The requirement for perfect match comes from the way vtables work in C++ - at compilation time, a table of pointers to virtual functions of that class is composed and a pointer to said table is included in each object of that class. When you call a virtual function on an object of that class or its derivates, the compiler uses its index (X) in this table and the generated assembly code instructs the cpu to access the vtable through the object's pointer and call the X'th function in it.
Now, when we extract a pointer to an instance of, say, InfantryClass, from the game, the vtable pointer points to the vtable the compiler composed and weaved into the game at compilation time. When we actually create an instance of InfantryClass in the DLL, the initial vtable pointer points to a table that was generated at DLL compilation time, but is immediately overwritten with the one from the game. But in both cases, the actual calls to the object's virtual functions we write in the DLL source are transformed to the offset calls by the DLL compiler who follows only its own vtable layout.
For things to work correctly, both the game and the DLL vtables have to point to the same functions in the same order.

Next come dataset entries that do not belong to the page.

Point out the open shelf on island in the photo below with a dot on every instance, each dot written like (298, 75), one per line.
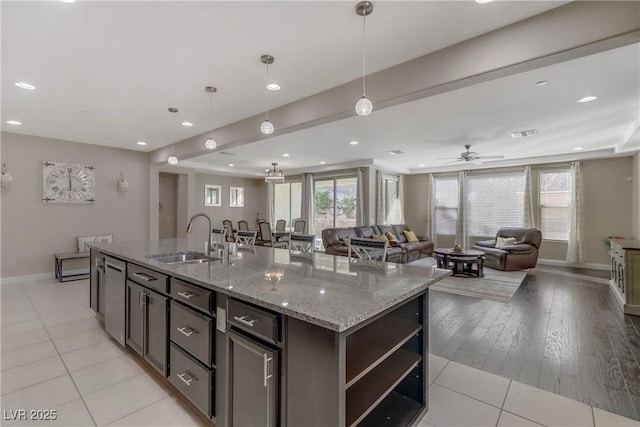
(364, 395)
(395, 410)
(370, 346)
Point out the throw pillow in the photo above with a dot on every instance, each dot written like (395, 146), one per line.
(501, 242)
(411, 236)
(84, 241)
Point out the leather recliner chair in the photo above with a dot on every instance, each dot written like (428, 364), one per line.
(523, 254)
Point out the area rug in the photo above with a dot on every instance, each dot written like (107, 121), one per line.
(495, 285)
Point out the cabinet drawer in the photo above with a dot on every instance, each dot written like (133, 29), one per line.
(194, 380)
(193, 332)
(148, 278)
(192, 295)
(253, 320)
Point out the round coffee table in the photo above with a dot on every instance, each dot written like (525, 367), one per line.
(469, 262)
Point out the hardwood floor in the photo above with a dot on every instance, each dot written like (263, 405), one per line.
(558, 333)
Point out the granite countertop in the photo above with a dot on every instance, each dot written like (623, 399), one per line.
(628, 243)
(324, 290)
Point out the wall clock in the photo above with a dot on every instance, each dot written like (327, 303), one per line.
(68, 183)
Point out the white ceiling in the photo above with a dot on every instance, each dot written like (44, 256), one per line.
(106, 72)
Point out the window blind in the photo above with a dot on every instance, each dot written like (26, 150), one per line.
(494, 201)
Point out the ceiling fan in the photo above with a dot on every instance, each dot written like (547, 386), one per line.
(470, 156)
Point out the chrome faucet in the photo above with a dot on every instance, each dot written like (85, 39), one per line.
(190, 225)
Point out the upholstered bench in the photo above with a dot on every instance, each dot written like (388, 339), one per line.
(82, 254)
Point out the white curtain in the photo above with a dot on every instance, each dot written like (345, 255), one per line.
(431, 210)
(307, 210)
(360, 197)
(379, 198)
(575, 250)
(271, 209)
(462, 236)
(527, 214)
(400, 199)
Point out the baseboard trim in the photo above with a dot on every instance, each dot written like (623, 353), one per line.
(588, 265)
(26, 278)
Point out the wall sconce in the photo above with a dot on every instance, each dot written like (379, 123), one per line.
(123, 184)
(6, 179)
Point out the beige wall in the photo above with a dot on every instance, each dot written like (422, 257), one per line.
(608, 206)
(32, 231)
(635, 229)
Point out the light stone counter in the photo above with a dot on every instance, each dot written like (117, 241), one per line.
(324, 290)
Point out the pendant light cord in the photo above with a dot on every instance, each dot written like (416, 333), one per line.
(364, 53)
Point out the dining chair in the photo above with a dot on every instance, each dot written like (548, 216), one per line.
(228, 225)
(267, 239)
(246, 237)
(299, 225)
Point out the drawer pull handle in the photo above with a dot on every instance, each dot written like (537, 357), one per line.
(184, 380)
(266, 359)
(244, 320)
(187, 294)
(144, 277)
(186, 330)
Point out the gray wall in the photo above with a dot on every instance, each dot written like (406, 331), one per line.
(608, 206)
(636, 196)
(32, 231)
(254, 201)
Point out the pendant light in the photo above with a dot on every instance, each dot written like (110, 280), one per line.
(364, 105)
(267, 127)
(210, 143)
(172, 159)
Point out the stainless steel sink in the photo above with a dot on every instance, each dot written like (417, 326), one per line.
(183, 258)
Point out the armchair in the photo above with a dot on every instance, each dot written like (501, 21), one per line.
(523, 253)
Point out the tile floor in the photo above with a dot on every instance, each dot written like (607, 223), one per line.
(55, 355)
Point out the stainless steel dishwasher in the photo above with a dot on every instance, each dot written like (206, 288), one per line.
(115, 283)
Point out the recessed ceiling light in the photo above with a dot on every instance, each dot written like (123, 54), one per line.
(588, 98)
(25, 85)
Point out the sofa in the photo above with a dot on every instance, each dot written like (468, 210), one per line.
(519, 253)
(400, 250)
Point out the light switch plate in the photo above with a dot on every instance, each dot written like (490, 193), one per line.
(221, 319)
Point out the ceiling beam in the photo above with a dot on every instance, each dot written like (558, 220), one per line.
(568, 32)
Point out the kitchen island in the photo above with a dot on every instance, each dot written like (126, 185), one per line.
(267, 337)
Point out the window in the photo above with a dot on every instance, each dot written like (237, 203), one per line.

Unfortunately, MSVC uses one class composition model, GCC uses another one, documented at
http://www.codesourcery.com/public/cxx-abi/abi.html and deceivingly titled "for Itanium". The two models are incompatible and classes will have largely different vtables. The longer the inheritance chain grows, the more different they will be. In my experience, GCC also adds/removes some additional data to the object itself, shifting the offsets of member variables too. I'm not certain whose composition model is better, gcc's or msvc's, but since the game dictates the rules, we have to go with msvc.
If you want a testcase, you can checkout the actual YRPP source from svn://renegadeprojects.com/yrpp/trunk and tell gcc to compile YRPP.h with -fdump-class-hierarchy , open the .class file it produces, search for "vtable for InfantryClass" and compare the list of function names with the list of virtual functions that were actually declared.
Administrative Notice:
Splitting off to a separate geeky thread.